Locke maintained a regular attendance in the Commons, where he usually sided with radicals on issues like the ballot, shorter parliaments and the abolition of the income tax. He was a regular presence in the committee rooms and made a number of speeches during his career, with one contemporary recording that he spoke ‘with much effect’ and that his ‘easy elegance’ was ‘equalled by his choice of language’.
During his first Parliament Locke tried to assume the role of figurehead for the railway interest at Westminster. This boosted his national profile a little, particularly when his 1849 attempts to secure the Sunday opening of railways inadvertently pushed him to the forefront of the anti-Sabbatarian lobby for the restoration of Sunday post-office deliveries in 1850. However, the forty or so MPs connected with the ‘railway interest’ proved difficult to manage, and Locke failed in his major aim of introducing legislation to prevent fraudulent practices in railway companies, a move he had hoped would restore investor confidence in the railways following a recent collapse in share prices.

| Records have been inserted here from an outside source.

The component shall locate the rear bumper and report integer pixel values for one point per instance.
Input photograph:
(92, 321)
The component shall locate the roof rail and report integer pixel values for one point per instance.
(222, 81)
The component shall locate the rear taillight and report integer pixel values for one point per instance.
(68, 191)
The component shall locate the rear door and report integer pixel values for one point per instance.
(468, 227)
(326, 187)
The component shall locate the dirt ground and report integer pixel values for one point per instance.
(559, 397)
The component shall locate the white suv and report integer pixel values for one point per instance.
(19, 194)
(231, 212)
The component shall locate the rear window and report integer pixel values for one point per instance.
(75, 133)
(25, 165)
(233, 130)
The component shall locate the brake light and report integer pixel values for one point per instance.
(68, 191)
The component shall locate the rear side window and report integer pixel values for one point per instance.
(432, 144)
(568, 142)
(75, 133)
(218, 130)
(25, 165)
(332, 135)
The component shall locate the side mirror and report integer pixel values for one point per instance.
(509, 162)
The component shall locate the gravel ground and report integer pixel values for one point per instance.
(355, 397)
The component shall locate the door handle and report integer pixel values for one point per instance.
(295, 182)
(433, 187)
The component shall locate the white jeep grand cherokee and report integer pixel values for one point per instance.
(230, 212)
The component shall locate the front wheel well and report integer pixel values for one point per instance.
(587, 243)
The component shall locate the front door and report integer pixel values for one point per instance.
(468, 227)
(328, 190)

After dispensing with the idea of representing the railway interest, Locke turned to the scrutiny of publicly funded engineering and building projects from 1852. While his regular interventions were generally ‘well heard’ in the House, his efforts to effect a cultural shift in parliamentary attitudes towards the costing and planning of projects proved generally fruitless. He was highly critical of the management of the rebuilding of the Houses of Parliament, the Thames embankment, the National Science Museum and the Scottish Ordnance Survey.
His activities meant that by the end of his parliamentary career he was regarded as Westminster’s foremost engineering expert, particularly following the death in 1859 of his friend and former colleague, Robert Stephenson, who had sat as MP for Whitby. This prompted rumours that Locke would succeed Henry Fitzroy as first commissioner of works in January 1860. However, he was disregarded by Palmerston on account of his unpopularity with the Cabinet, his lack of loyalty to the Liberal party and his reputation for outspokenness.
Locke died suddenly of appendicitis (after complaining of ‘considerable pain in the bowels’) in September 1860 while shooting in Scotland during the parliamentary recess. He was a wealthy man and left around £350,000. Following his death, the Institute of Civil Engineers commissioned a statue of Locke which was proposed to be placed in St Margaret’s, Westminster. It was intended to complement Robert Stephenson’s statue in Euston Square, and Isambard Kingdom Brunel’s in Embankment gardens. However, the Liberal government refused the application, probably as a result of Locke’s parliamentary independence. The statue was instead installed in Locke Park, Barnsley, and a replica was also erected in 1951 at Barentin in France, where Locke had overseen the construction of the impressive Barentin Viaduct.
For a brief period Locke had a memorial window in Westminster Abbey. However, after being in storage ‘for many years’, it was purchased by Barnsley town council in 1952 and is currently held by Cannon Hall Museum, Cawthorne.